Process Improvement and Cost Savings in Stroke and TIA Care

The looming healthcare financial crisis in America led to the creation of the Stanford Clinical Excellence Research Center (CERC). The mission of the program is: "better health, less spending." CERC brings together individuals with backgrounds in medicine, industrial engineering, and management and social sciences in an effort to create innovative healthcare delivery models that safely lower per capita spending while maintaining or improving health outcomes and patient experience. The goal is to bend the national trend of the ever increasing portion of our national GDP being spent on healthcare. Stanford Stoke Center faculty member Amy Tai is collaborating with CERC on a novel stroke/TIA heath care delivery project.

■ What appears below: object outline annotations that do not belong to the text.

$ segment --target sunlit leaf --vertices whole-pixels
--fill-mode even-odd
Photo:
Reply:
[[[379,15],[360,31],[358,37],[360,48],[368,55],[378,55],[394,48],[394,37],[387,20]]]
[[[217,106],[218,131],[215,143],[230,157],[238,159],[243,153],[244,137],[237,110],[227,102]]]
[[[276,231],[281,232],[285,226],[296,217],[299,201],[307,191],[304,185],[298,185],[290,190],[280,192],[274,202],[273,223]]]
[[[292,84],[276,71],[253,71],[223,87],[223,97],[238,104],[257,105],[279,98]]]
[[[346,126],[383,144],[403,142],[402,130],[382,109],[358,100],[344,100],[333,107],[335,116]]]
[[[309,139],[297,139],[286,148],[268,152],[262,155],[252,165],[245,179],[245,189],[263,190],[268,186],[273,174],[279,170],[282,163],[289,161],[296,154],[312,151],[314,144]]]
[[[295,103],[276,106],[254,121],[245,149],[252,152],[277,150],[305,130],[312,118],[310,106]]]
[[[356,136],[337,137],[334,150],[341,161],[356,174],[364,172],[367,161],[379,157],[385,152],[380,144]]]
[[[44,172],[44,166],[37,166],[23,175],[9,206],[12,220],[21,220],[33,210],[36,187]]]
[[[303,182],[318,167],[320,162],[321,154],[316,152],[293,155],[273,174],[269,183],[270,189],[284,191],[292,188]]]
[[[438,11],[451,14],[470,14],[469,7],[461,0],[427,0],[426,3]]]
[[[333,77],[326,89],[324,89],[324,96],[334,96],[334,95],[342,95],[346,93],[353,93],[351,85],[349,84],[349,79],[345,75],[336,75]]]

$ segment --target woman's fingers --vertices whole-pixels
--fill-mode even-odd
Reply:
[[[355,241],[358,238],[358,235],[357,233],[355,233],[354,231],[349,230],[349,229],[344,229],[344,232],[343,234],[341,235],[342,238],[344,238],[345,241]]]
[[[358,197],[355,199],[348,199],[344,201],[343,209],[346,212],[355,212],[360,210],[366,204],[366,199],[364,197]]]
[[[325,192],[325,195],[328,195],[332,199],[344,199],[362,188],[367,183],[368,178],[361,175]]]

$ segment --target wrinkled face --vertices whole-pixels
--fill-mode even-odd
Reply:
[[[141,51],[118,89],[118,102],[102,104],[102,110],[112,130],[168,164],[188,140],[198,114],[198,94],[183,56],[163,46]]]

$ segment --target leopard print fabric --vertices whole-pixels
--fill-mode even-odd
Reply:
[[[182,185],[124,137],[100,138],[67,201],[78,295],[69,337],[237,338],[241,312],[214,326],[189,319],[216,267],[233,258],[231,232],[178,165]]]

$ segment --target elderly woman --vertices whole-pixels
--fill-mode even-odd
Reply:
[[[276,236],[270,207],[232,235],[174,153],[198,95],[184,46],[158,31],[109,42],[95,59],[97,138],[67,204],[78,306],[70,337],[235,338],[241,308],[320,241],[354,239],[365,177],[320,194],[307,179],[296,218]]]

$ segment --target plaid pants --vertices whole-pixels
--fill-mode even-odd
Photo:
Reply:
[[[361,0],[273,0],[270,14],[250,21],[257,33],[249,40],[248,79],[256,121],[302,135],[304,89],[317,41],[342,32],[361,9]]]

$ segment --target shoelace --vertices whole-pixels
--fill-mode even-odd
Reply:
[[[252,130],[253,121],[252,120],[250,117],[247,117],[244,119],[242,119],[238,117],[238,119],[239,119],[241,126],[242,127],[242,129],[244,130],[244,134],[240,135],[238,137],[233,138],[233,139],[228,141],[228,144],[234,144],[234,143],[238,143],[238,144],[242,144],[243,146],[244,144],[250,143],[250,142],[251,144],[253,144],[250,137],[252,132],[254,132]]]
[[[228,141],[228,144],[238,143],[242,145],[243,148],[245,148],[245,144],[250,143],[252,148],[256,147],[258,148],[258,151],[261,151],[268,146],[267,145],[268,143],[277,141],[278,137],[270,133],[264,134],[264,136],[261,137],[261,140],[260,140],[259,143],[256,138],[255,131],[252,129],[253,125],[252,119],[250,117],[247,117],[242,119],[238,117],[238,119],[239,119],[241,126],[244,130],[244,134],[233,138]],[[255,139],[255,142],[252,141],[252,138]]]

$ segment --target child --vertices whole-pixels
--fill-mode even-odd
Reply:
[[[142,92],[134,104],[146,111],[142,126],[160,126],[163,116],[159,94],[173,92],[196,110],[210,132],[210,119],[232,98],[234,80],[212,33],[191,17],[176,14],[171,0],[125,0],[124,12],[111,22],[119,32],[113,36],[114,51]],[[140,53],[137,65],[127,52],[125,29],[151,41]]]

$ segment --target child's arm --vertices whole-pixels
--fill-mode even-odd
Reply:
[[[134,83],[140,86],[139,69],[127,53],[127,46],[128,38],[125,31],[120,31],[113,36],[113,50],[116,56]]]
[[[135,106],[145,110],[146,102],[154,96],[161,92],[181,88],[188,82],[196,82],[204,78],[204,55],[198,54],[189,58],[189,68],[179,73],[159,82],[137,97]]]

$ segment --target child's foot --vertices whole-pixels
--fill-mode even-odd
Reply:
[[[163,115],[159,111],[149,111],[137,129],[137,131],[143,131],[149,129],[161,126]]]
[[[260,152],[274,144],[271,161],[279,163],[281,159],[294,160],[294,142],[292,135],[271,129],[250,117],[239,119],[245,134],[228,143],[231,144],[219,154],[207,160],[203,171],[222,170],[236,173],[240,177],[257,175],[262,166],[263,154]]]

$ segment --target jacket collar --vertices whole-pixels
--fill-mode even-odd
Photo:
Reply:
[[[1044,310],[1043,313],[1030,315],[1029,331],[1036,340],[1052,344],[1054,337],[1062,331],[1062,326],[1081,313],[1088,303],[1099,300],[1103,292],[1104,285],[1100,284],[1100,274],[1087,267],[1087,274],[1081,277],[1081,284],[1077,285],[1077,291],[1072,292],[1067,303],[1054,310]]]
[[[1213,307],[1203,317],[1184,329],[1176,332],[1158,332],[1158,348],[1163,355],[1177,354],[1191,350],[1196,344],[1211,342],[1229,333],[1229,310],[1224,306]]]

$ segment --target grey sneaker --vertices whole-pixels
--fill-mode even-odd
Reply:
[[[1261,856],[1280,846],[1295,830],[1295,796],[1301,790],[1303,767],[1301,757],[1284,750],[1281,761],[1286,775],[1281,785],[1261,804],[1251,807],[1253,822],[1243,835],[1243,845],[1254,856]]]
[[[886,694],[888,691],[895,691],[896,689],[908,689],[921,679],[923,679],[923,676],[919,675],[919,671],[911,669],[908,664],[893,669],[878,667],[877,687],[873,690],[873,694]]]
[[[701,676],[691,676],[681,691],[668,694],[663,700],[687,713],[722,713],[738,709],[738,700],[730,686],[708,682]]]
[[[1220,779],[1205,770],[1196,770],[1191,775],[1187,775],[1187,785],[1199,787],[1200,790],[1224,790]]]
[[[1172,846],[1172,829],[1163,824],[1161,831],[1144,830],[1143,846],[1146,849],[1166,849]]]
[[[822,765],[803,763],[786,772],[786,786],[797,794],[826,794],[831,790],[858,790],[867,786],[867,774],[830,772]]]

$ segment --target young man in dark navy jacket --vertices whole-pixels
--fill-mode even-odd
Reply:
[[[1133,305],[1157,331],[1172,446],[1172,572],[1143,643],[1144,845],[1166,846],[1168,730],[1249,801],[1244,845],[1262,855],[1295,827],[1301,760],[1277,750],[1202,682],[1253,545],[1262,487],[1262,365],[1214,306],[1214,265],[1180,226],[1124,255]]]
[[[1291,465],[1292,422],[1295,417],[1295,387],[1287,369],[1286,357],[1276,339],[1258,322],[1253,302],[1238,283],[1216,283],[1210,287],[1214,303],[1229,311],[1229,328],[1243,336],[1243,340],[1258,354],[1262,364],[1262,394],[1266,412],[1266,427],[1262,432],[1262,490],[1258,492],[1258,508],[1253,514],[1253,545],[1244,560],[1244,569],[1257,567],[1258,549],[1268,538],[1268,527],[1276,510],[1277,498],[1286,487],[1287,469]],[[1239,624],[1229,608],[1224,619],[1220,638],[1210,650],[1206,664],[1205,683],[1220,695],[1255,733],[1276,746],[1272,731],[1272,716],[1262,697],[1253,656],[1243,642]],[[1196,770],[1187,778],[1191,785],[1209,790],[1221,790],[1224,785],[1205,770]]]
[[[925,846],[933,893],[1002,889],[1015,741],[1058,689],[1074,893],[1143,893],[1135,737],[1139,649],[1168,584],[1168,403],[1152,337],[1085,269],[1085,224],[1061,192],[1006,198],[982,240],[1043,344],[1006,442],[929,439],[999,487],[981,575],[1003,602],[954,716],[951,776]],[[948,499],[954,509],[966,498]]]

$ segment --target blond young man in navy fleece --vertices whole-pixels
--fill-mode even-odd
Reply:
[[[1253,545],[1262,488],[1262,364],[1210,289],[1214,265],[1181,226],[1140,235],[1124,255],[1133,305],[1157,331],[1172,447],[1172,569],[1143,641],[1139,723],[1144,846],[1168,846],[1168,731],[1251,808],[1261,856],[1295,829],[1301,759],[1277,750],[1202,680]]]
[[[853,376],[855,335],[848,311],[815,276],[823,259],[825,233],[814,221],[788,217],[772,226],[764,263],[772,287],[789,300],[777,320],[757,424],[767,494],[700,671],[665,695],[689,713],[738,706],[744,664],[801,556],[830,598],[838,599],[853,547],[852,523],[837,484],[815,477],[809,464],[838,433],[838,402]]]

Stroke is the leading cause of disability and eighth most expensive health condition in America. Dr. Tai spent a year working on a redesigned care delivery process to address the gaps in the current system of stroke care in the United States.  An innovative stroke care model was developed using a systematic design method that included: (1) A literature review of major guidelines, stroke care delivery methods, and cost effectiveness studies to identify the best practices and how to achieve them at the lowest cost; (2) Site visits with those identified to be best at delivering high quality care for the lowest cost; (3) Observations of patients and providers to identify their unmet needs; (4) Development of a model to address stakeholders' unmet needs using methods from design thinking and health care delivery science; (5) Estimation of the model's cost-saving potential, using national averages for risk factor prevalence, stroke incidence, and costs of conditions and interventions.

Synthesis of this design process yielded a high-value stroke care model that: (1) prevents strokes through maximal use of preventative medications; (2) stratifies care for patients with TIA and mild stroke symptoms and; (3) delivers tPA in most time-efficient way possible and delivers a strengthened transition to community program for those at high risk for readmissions.  It is estimated that this model will significantly improve patient outcomes and reduce healthcare spending in cerebrovascular disease by 11%.